Sunday, January 27, 2008

12:08 East of Bucharest: Grade A

A
12:08 East of Bucharest (2006)
Mircea Andreescu, Teodor Corban, Ion Sapdaru. Writer-Director Corneliu Porumboiu. Romanian (subtitled).

It seems clear that this film was made for domestic consumption in Romania. It’s hard to imagine it would appeal to an American audience, yet inexplicably, I enjoyed it tremendously. In a contemporary provincial town, a dreary television talk show interviews two locals, asking them where they were and what they were doing on that fateful day in 1989 when communism fell in Romania and dictator Ceausescu fled. The two men interviewed say they were out in the town square protesting the government and calling for its overthrow.
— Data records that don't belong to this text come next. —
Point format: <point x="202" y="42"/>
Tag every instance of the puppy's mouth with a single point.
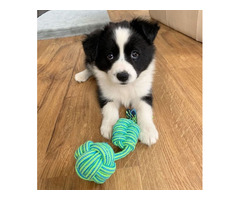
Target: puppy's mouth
<point x="123" y="83"/>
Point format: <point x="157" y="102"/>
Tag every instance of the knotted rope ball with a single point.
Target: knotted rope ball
<point x="96" y="161"/>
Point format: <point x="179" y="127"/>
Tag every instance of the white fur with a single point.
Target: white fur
<point x="122" y="35"/>
<point x="110" y="117"/>
<point x="126" y="95"/>
<point x="129" y="94"/>
<point x="83" y="76"/>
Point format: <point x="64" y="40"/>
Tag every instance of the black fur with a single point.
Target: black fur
<point x="99" y="44"/>
<point x="146" y="29"/>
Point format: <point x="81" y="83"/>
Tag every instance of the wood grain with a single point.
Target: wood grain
<point x="69" y="115"/>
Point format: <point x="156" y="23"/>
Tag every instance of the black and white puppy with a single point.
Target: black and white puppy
<point x="121" y="58"/>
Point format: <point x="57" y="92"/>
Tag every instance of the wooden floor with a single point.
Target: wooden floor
<point x="69" y="115"/>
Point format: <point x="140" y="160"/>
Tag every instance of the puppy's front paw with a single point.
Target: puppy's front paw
<point x="148" y="134"/>
<point x="106" y="130"/>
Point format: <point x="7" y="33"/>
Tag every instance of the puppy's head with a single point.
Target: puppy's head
<point x="122" y="50"/>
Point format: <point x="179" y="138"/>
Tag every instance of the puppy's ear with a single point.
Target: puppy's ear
<point x="145" y="28"/>
<point x="90" y="45"/>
But the interviewer presses them for details: were they protesting before 12:08 pm when the dictator fled, or were they celebrating after that time, when it was safe? In other words, were they really part of the revolution or just observers of it? The style of the questions and answers start to take the shape of an interrogation by the secret police, focusing obsessively on tiny details. The interviewees get defensive, angry, depressed, and defeated. In the background is a lifeless flat mural of the empty, barren town square in front of a concrete hulk of a government building. There are comments about whether the clock in the tower ever was accurate, a fine metaphor for life under communism. Callers-in to the show are hostile, dismissive, or contradicting of the interviewees. One claims life was better before the revolution. One is now a rich factory owner, but formerly was with the secret police, as the interviewees well know. He intimidates the interviewer about “libelous claims.” We start to understand the larger question of whether there really was a revolution at all for the ordinary people. What is different now? They still struggle to pay their debts and put bread on the table. It is a rich metaphorical film, reminiscent of a story by George Orwell, and one senses that it still touches raw nerves in Romania today. It also gives a rare look into provincial life there. I give the movie an ‘A’ because I enjoyed it so much, but it is so subtle that I wouldn’t recommend it to the average American movie watcher.